The client had a stunning brick storybook English cottage, with cathedral ceilings, stained glass windows, hand plasterwork, original light fixtures, and an Inglenook fireplace.
THE CHALLENGE — The house was beautifully intact, with the exception of the kitchen, poorly redesigned in the 1980s. The owner desired an historic 1920s kitchen, but lacked the design knowledge to articulate exact wants and needs. At this stage, it was more of a feeling that needed to be shaped by the experts. And because there was little left of the original kitchen, the design would be a complete overhaul.
Restoring vintage rooms requires everyone involved in the project to be educated how those spaces looked and functioned. Then modern appliances and amenities must be incorporated to marry function with form. The end result is a fully functional kitchen that appears, on the surface, to be from an earlier time.
Other designers had suggested creating a very large kitchen space. But large kitchens were not typical in the 1920’s. So the kitchen design stayed within the footprint of the original kitchen area. Because the kitchen was small, there was a need for storage. Thus storage was incorporated just outside the kitchen in the hallway pass through.
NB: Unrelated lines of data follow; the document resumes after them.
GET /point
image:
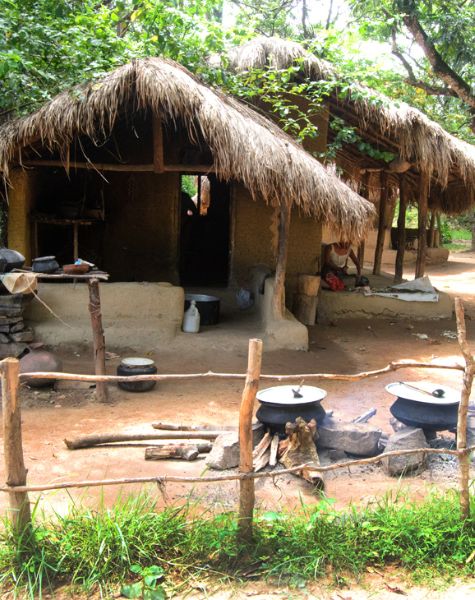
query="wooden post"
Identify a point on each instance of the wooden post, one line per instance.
(75, 241)
(401, 229)
(15, 471)
(278, 300)
(98, 338)
(432, 230)
(383, 200)
(364, 191)
(158, 160)
(464, 459)
(422, 223)
(246, 486)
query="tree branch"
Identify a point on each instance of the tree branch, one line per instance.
(439, 67)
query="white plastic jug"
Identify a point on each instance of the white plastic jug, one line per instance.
(191, 319)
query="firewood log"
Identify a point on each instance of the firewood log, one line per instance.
(301, 449)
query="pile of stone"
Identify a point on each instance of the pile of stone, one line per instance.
(14, 334)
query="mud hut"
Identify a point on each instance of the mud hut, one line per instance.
(99, 172)
(428, 166)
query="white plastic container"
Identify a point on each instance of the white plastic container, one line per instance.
(191, 319)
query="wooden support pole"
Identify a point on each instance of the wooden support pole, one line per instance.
(432, 230)
(278, 300)
(15, 471)
(246, 488)
(422, 225)
(364, 191)
(401, 229)
(464, 457)
(158, 161)
(102, 392)
(378, 253)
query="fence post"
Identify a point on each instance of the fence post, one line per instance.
(246, 486)
(464, 457)
(15, 471)
(102, 393)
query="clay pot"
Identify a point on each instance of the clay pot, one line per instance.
(40, 360)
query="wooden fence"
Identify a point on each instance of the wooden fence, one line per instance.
(16, 474)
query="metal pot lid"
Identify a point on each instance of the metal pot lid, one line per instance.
(405, 392)
(283, 394)
(43, 258)
(135, 361)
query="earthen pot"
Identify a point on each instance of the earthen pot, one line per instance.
(40, 360)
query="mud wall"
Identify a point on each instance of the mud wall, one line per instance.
(141, 227)
(255, 236)
(21, 195)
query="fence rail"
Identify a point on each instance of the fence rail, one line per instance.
(16, 475)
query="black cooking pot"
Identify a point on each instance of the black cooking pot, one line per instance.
(44, 264)
(136, 366)
(279, 405)
(10, 259)
(208, 307)
(425, 415)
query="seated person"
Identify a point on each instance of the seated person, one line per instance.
(335, 264)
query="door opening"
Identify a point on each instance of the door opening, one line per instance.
(204, 231)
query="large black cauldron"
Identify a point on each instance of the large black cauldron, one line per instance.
(279, 405)
(423, 411)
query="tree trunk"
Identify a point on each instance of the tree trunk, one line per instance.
(401, 230)
(422, 221)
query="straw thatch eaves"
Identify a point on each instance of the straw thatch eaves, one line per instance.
(393, 127)
(245, 145)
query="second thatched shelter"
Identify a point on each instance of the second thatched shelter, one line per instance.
(107, 172)
(429, 167)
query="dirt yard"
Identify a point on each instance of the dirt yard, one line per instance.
(346, 347)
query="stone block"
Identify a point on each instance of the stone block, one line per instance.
(225, 452)
(12, 349)
(409, 438)
(360, 439)
(26, 335)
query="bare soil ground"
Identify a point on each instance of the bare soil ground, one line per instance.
(349, 346)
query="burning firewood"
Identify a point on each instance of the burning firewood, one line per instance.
(301, 449)
(261, 453)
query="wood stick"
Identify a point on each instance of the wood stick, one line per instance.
(401, 229)
(464, 459)
(229, 477)
(273, 450)
(102, 393)
(165, 452)
(262, 445)
(383, 200)
(262, 460)
(392, 366)
(15, 471)
(246, 488)
(96, 439)
(179, 427)
(422, 225)
(278, 301)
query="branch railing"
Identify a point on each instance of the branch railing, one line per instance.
(16, 474)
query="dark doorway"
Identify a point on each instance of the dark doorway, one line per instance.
(204, 232)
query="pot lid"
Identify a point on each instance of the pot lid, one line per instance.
(283, 394)
(135, 361)
(405, 392)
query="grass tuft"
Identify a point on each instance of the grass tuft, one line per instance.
(102, 548)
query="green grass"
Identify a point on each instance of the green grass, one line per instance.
(100, 549)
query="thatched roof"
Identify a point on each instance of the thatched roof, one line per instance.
(395, 127)
(245, 145)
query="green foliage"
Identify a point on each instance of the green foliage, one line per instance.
(89, 549)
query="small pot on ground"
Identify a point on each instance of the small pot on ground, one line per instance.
(136, 366)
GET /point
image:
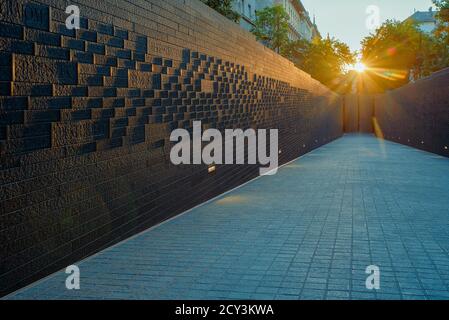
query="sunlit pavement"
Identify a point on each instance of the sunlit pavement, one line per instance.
(308, 232)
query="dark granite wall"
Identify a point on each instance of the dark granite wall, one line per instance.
(86, 115)
(417, 114)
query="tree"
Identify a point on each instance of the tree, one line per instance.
(395, 50)
(271, 27)
(224, 7)
(323, 59)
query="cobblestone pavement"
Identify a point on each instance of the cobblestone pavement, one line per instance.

Since people often gather in the kitchen area, a breakfast nook was created next to the kitchen. Plenty of storage was incorporated, and the clients already had a light fixture that was perfect for over the table. The stove was found at a local salvage place, and was a modern stove made to look vintage. The hood is incorporated into the “warming oven.”
The resulting kitchen has all the modern amenities:
- a modern refrigerator that has been made to look like an icebox
- plenty of storage
- and a place for people to gather in the adjoining breakfast room
Although this kitchen is completely new, it holds the essence and spirit of the 1920’s.